Airmic’s John Ludlow believes these quite rapid changes in confident and cautious approaches can be attributed to the ‘emotional economy’. “Fundamentally there are some mega trends that are affecting the world, and one of the big changes is just how much we’ve got tied up in a much more ‘emotional economy’,” he said.

“It used to be very physical or commercial, and now it’s all about how people feel and support things. Emotions are very fickle things, and therefore I think that anything can trigger a change in the direction the way people think, so I think as people of risk, we’re having to become much more tactical. The survey says that today, manufacturing is down, and that technology is thinking it’s their day to grow and prosper. Tomorrow it could change again, and I think boards are having to become much more risk-aware now, because it can change quickly. The winds can change daily,” said Ludlow.

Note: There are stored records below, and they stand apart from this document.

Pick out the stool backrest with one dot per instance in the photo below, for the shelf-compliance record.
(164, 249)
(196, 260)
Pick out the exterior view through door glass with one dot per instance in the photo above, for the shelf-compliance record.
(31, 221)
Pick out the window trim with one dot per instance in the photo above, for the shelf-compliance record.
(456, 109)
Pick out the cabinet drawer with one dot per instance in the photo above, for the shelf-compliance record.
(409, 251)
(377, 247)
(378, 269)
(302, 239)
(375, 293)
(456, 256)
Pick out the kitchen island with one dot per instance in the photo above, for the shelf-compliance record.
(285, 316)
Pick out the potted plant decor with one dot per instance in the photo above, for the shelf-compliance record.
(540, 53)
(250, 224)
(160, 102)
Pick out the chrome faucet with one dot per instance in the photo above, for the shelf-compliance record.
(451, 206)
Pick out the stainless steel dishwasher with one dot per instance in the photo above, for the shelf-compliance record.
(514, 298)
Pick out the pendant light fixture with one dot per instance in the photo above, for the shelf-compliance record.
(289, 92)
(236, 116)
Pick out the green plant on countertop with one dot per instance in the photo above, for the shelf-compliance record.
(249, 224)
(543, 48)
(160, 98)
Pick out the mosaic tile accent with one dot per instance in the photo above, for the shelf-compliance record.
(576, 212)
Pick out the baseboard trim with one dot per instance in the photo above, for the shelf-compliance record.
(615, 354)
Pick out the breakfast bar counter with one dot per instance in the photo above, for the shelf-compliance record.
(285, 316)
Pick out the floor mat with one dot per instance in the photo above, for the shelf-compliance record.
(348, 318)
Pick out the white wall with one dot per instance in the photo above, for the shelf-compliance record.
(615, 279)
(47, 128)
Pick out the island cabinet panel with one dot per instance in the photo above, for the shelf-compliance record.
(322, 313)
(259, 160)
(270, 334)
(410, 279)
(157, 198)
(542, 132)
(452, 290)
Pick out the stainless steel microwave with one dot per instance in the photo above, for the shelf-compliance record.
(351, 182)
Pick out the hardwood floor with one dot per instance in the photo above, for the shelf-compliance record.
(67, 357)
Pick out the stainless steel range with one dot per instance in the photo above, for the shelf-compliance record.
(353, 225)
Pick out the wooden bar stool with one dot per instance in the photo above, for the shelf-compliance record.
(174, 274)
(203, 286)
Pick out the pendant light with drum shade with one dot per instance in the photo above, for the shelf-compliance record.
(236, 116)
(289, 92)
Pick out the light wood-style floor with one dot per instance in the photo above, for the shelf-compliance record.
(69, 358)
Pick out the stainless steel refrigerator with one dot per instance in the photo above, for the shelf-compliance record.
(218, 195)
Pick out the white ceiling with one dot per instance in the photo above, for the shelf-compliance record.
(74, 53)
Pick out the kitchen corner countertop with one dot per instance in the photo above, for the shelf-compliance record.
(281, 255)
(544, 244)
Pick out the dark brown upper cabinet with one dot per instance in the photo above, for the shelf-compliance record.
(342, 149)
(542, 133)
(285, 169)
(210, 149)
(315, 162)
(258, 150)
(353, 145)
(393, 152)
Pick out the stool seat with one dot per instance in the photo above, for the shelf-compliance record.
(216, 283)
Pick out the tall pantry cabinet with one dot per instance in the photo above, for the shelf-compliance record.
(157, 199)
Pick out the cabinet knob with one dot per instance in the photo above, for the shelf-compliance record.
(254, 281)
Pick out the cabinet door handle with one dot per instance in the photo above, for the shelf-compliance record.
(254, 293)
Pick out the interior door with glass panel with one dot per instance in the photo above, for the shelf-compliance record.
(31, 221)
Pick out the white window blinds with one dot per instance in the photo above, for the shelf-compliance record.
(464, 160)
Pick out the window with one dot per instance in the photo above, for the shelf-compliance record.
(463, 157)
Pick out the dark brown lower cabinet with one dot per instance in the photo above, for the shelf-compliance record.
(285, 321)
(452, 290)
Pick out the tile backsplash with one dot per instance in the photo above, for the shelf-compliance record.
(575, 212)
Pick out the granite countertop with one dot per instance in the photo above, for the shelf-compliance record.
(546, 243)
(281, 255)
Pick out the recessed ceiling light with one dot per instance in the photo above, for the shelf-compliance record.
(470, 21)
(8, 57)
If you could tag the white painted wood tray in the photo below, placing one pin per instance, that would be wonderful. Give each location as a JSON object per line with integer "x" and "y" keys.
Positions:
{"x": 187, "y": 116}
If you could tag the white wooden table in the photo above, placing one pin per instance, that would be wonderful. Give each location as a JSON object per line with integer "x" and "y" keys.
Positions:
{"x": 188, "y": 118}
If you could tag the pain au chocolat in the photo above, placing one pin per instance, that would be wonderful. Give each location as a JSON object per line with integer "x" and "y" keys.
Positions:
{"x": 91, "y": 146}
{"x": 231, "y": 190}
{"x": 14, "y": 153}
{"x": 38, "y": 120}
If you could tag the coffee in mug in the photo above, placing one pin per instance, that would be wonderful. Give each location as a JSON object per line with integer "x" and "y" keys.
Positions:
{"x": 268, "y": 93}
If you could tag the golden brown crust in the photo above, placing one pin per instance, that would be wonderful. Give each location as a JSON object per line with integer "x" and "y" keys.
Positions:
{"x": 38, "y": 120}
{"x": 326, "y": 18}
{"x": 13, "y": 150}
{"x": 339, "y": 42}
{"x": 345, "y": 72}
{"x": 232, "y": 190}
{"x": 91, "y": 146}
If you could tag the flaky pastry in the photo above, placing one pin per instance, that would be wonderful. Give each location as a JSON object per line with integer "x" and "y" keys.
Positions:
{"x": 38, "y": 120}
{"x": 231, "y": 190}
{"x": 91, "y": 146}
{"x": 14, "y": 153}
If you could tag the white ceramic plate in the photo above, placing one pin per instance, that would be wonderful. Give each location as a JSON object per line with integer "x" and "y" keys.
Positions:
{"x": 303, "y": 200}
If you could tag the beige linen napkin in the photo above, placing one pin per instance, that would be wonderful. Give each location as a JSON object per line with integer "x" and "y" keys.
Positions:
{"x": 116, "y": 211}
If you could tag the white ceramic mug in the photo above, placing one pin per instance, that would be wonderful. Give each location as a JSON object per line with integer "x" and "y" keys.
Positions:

He flagged there are also a lot of drivers that could prompt this change. “We talk about governance and corporate risk as one that people aren’t worrying about enough, but tomorrow it could be workplace, or the next day it’s corporate responsibility and the environment, or the next day it’s the products and services that are being caught out. “The board has got to become very capable of dealing with them all to be resilient over the long term, because the winds will change. We’ve seen too many examples to ignore this very simple fact,” said Ludlow.